Rosa hesitated upon finding her hovering nearby—her face aflame, her features tight with anger. She met Anne’s gaze almost defiantly, then whirled and stalked away, back to Lady Celia’s dressing room. Mr. Dalby came to the open door, the imprint of a hand reddening his cheek. Seeing Anne there, he too held her gaze, green eyes glimmering, a sardonic quirk on his lips. Then he reached out and slammed the door in her face.

Sickening realization washed over Anne. Her sister Fanny had clearly not been the only woman Mr. Dalby had mistreated. At least Mr. Dalby had broken it off with Fanny before things went too far. And he had not been married at the time he’d broken her heart. Poor Rosa. How many other women had the man injured, one way or another?

Anne had just made it back to her own room when the moaning started.

She rushed to Lady Celia’s bedside. “My lady! What is it?”

“Oooh. I am going to be sick....” The woman began climbing from bed, and Anne assisted her.

“Something you ate, or ...? Oh, dear.”

Anne grabbed a clean chamber pot just as Lady Celia retched. Louie lifted his head from his basket and whined in sympathy.

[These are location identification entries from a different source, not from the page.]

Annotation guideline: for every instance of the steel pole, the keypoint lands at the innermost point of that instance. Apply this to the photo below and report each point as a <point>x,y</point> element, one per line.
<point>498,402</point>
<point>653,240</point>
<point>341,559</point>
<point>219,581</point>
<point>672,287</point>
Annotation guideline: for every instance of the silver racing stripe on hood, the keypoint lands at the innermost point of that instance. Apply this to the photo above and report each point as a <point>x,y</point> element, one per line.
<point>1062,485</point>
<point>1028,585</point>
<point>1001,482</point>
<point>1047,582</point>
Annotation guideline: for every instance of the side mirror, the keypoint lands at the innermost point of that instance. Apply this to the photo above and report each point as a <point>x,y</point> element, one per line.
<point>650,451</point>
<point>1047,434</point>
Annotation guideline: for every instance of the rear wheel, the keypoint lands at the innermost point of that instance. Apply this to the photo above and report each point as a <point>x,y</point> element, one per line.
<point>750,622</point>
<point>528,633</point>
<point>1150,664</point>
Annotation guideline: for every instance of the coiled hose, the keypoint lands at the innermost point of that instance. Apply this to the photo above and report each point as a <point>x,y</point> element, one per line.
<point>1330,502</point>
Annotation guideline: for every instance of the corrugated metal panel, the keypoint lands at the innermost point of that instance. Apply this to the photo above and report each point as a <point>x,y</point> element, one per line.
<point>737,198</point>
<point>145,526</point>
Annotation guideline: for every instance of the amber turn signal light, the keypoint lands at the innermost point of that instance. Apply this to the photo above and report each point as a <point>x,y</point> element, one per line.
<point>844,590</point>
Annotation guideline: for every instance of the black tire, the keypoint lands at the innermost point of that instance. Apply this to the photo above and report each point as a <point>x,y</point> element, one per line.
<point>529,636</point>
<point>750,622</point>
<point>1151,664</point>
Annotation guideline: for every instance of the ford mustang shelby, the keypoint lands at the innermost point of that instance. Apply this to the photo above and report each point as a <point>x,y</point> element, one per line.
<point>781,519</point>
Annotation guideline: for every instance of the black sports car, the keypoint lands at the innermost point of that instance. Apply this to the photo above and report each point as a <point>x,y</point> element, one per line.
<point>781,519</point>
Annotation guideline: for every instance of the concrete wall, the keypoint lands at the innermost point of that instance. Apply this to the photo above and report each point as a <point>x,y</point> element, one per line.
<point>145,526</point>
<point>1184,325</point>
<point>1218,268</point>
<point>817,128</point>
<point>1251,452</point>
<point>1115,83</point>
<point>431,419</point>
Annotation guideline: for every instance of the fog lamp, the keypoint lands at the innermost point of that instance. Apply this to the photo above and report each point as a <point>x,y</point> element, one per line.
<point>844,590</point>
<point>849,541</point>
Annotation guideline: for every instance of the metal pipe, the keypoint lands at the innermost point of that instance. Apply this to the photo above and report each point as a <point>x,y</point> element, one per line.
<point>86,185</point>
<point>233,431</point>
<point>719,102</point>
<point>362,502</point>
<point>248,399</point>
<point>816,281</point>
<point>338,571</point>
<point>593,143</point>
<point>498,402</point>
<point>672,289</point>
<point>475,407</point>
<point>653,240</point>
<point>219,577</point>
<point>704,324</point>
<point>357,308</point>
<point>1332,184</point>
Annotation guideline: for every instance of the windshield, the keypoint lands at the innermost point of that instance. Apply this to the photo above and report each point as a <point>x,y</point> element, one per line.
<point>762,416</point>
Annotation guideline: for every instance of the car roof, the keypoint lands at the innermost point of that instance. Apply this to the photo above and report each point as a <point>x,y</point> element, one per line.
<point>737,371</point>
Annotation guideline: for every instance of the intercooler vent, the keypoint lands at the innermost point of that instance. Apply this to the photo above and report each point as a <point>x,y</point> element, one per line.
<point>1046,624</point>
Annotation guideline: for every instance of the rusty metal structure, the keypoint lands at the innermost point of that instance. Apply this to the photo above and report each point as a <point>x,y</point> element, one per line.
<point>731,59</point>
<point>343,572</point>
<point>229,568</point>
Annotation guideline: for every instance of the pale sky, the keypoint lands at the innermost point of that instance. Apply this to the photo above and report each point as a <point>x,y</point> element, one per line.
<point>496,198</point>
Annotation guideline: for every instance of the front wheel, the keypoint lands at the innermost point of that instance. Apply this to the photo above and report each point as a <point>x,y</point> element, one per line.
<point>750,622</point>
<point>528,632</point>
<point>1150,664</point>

“That beef tea. Knew it tasted off—fishy. I can’t have shellfish. Everyone in the house knows that. Did you prepare it yourself?”

“The cook did, or perhaps her kitchen maid—that’s who heated it when I requested your dinner.”

“Mrs. Pratt has been with me for ages. Loyal. Don’t know the kitchen maid well.”

She retched again, the violence of the convulsion racking her already-frail body. Poor woman!

Drawn by the commotion, Rosa tentatively entered the mistress’s bedchamber, eyes wide to see Lady Celia on all fours, head bent over a pot, countenance a waxy green.

“Rosa, good. Please stay with her a moment,” Anne said. “I need to fetch something from the medicine chest. Best if she expels as much as possible first, as unpleasant as it is. Then I’ll give her something for her stomach.”

While she was at it, Anne closed Louie inside her room, away from the waste and chaos.